Any suggestion on solving this problem to get rid of double/over counting?
The digits $1$, $2$, $2$, $3$, and $4$ are placed on separate cards. How many different $3$-digit numbers can be formed by arranging the cards?
I tried... the case where all the numbers are distinct....like $1,2,3,4,5$ to make $3$-digit # and that is $5 \cdot 4 \cdot 3 = 60$ possibilities. Now I need to correct for over counting as $2$ is a repeated digit. Any help is appreciated.
On
Imagine you have $\color{red}{2}$ and $\color{blue}{2}$, so that 2s are distinct.

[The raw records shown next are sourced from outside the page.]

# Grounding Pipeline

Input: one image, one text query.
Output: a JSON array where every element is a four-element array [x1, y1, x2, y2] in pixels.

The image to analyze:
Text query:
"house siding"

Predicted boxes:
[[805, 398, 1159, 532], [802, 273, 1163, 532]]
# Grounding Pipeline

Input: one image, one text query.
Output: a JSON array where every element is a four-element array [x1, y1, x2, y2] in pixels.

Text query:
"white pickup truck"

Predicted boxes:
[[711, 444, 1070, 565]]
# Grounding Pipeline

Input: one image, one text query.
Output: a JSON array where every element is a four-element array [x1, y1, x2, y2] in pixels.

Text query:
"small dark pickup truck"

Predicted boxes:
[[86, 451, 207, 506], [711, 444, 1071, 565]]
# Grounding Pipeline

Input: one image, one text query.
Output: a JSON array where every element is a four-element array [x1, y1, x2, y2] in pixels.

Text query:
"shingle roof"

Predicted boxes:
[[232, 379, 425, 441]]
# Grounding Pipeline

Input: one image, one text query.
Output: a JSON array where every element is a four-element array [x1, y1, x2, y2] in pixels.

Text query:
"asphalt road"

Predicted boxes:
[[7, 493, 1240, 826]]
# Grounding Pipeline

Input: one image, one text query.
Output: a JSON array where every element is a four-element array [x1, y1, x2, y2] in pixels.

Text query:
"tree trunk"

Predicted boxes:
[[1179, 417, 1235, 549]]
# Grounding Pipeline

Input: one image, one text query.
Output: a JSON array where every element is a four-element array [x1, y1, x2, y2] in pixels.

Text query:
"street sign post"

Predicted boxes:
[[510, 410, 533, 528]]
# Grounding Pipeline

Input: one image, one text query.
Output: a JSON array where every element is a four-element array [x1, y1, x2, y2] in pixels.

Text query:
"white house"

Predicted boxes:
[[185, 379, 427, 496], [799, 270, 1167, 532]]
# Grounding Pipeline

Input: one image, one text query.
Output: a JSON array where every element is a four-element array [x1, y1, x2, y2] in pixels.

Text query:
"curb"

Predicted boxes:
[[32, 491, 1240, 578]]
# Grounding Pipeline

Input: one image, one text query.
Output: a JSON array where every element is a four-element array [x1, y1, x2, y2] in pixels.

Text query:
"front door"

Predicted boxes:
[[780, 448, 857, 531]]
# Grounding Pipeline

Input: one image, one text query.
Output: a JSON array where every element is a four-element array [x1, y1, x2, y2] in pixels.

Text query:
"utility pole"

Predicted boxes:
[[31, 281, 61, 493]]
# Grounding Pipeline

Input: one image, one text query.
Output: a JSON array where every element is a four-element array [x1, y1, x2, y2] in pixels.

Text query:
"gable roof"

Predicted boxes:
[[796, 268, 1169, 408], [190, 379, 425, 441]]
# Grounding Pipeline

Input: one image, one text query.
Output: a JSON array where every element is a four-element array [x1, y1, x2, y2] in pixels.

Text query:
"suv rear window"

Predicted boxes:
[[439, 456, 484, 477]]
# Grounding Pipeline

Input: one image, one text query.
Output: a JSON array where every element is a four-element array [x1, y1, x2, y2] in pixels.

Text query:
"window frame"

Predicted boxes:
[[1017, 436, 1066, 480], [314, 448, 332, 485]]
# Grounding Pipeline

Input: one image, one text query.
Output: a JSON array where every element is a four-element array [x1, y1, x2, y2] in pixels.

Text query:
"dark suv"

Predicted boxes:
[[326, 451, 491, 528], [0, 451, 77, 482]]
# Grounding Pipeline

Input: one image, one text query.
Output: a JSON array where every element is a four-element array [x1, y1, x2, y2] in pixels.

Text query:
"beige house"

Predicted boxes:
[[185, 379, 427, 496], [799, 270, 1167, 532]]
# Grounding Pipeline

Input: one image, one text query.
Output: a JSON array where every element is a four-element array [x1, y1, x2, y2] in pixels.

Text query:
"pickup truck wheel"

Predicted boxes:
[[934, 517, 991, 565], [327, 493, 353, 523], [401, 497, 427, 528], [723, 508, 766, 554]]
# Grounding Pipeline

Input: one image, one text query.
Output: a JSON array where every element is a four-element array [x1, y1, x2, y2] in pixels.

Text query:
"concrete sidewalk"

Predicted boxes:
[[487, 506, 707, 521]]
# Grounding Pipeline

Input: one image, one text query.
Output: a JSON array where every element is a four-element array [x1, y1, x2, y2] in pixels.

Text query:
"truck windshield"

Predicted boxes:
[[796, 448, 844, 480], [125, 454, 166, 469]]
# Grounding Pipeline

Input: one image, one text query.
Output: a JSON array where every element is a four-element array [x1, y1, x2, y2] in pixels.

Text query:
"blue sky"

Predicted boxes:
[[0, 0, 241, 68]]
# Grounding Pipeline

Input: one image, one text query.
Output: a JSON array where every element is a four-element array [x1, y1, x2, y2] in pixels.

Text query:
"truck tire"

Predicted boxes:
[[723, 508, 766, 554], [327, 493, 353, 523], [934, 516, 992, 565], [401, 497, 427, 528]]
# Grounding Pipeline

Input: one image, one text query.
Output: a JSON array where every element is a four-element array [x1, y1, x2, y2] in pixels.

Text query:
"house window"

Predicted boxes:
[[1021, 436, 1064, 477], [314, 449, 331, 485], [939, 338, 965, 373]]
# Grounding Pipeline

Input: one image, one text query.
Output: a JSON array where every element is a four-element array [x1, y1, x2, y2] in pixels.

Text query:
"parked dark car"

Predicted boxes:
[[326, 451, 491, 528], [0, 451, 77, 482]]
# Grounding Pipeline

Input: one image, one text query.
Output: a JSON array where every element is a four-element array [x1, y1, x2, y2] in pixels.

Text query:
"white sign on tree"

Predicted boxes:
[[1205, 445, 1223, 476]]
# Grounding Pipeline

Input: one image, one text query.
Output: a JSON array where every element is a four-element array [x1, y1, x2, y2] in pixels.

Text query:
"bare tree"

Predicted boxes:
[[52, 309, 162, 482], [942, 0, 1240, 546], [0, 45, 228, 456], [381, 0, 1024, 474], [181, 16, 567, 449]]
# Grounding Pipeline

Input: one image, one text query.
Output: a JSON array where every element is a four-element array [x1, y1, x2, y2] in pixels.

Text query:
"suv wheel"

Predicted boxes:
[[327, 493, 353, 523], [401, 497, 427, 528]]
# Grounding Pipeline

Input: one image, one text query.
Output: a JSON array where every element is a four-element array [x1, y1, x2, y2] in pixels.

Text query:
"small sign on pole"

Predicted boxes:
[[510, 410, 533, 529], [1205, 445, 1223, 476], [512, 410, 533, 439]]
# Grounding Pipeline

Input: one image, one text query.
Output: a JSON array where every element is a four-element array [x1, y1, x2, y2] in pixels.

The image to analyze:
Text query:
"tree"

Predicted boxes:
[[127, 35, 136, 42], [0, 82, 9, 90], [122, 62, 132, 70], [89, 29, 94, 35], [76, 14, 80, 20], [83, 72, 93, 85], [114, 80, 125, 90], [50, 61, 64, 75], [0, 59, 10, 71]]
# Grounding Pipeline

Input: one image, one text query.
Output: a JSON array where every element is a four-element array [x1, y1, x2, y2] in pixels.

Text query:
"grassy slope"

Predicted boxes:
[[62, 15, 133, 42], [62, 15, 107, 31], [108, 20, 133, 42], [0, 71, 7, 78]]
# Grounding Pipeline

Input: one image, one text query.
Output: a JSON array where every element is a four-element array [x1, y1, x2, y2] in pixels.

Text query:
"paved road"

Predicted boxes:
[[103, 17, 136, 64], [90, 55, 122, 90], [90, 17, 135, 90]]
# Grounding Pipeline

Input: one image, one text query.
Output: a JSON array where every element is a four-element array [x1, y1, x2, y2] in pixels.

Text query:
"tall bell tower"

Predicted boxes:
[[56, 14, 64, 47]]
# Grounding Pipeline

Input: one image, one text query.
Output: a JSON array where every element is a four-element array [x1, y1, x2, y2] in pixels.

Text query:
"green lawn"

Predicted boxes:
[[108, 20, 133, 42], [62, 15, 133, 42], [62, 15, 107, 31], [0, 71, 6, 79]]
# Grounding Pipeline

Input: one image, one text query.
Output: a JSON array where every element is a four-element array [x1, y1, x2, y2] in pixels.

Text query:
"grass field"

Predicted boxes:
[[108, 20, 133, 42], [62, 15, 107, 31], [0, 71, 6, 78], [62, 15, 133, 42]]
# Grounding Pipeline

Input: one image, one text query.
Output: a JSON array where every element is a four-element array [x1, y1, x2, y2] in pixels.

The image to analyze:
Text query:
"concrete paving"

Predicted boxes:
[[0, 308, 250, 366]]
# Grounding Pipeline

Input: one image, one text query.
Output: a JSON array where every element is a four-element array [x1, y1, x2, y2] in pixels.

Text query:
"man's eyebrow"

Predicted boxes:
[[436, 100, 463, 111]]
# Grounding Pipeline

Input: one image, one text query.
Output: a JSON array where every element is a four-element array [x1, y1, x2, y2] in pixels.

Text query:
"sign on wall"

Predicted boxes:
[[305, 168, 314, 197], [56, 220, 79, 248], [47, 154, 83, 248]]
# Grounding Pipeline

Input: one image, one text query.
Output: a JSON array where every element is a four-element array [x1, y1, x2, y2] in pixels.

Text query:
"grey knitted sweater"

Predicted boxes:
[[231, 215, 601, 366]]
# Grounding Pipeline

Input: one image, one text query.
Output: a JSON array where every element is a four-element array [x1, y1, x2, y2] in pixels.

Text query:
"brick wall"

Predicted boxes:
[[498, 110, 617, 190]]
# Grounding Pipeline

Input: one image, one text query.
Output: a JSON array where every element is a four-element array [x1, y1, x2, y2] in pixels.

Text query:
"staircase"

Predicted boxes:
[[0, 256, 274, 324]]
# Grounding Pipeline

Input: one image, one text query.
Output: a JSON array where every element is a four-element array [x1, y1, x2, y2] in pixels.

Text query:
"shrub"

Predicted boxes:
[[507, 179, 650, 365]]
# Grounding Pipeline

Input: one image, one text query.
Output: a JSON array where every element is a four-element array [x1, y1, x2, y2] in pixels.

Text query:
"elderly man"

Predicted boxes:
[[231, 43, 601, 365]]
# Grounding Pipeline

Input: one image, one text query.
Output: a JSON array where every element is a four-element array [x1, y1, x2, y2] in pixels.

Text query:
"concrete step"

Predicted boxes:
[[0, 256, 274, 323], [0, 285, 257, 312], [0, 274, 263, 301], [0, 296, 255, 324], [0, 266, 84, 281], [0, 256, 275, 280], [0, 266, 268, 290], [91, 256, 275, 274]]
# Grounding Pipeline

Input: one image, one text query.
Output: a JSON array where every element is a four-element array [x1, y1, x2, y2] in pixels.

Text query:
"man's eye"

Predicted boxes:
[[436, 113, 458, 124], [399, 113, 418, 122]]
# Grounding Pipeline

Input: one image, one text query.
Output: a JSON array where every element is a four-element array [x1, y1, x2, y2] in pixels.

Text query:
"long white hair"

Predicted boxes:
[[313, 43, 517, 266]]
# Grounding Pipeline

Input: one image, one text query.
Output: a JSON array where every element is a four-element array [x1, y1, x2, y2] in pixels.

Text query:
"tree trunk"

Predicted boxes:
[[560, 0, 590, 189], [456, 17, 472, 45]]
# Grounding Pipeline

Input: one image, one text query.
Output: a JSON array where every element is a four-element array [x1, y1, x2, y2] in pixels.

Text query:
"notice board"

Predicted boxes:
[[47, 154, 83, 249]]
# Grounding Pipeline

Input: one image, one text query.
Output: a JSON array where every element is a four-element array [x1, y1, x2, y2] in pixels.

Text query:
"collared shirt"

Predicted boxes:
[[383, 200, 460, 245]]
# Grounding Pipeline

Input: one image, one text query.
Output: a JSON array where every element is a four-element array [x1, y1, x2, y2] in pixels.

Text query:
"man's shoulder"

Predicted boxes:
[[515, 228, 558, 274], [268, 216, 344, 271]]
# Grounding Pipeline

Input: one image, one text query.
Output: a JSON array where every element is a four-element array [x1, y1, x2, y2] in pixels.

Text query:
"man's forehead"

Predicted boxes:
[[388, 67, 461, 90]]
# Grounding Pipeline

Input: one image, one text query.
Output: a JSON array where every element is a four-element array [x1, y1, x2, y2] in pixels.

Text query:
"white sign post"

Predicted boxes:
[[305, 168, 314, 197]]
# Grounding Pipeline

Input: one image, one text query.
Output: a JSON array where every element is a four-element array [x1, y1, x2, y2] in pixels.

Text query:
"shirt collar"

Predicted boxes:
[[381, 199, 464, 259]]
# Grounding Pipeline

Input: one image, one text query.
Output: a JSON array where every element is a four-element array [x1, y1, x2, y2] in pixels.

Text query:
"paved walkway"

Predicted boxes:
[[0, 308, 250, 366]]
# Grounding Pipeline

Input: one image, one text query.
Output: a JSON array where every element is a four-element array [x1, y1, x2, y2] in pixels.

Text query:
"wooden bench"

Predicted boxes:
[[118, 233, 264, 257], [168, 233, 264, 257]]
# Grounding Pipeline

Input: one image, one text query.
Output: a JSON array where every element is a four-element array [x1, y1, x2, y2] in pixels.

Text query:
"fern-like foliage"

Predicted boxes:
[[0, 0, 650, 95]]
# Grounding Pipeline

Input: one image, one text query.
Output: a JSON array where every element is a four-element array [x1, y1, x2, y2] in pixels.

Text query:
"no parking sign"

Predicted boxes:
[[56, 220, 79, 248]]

Every solution with a 2 in it has a corresponding solution where red and blue are swapped. These pairs of solutions should be considered the same; this will get rid of double-counting.
So, to avoid double-counting, you need to add up (1) the number of solutions without any twos, plus (2) half the number of solutions containing twos.
There are $3! = 6$ solutions that don't contain twos, and there are $60-6=54$ solutions containing twos. Hence the correct number of solutions, avoiding double-counting, is:
$$6 + \frac{1}{2}(54) = 6 + 27 = 33$$
Consider cases:
Three different numbers are used: There are four ways to select the hundreds digit, three ways to select the tens digit, and two ways to select the units digit. Hence, there are $4 \cdot 3 \cdot 2 = 24$ such numbers.
Two different numbers are used: There must be a repeated $2$. Choose two of the three positions for the two $2$s. Choose one of the other three digits for the free position. There are $\binom{3}{2}\binom{3}{1} = 9$ such numbers.
Total: Since the two cases above are mutually exclusive and exhaustive, there are $24 + 9 = 33$ three-digit numbers that can be formed with the given digits.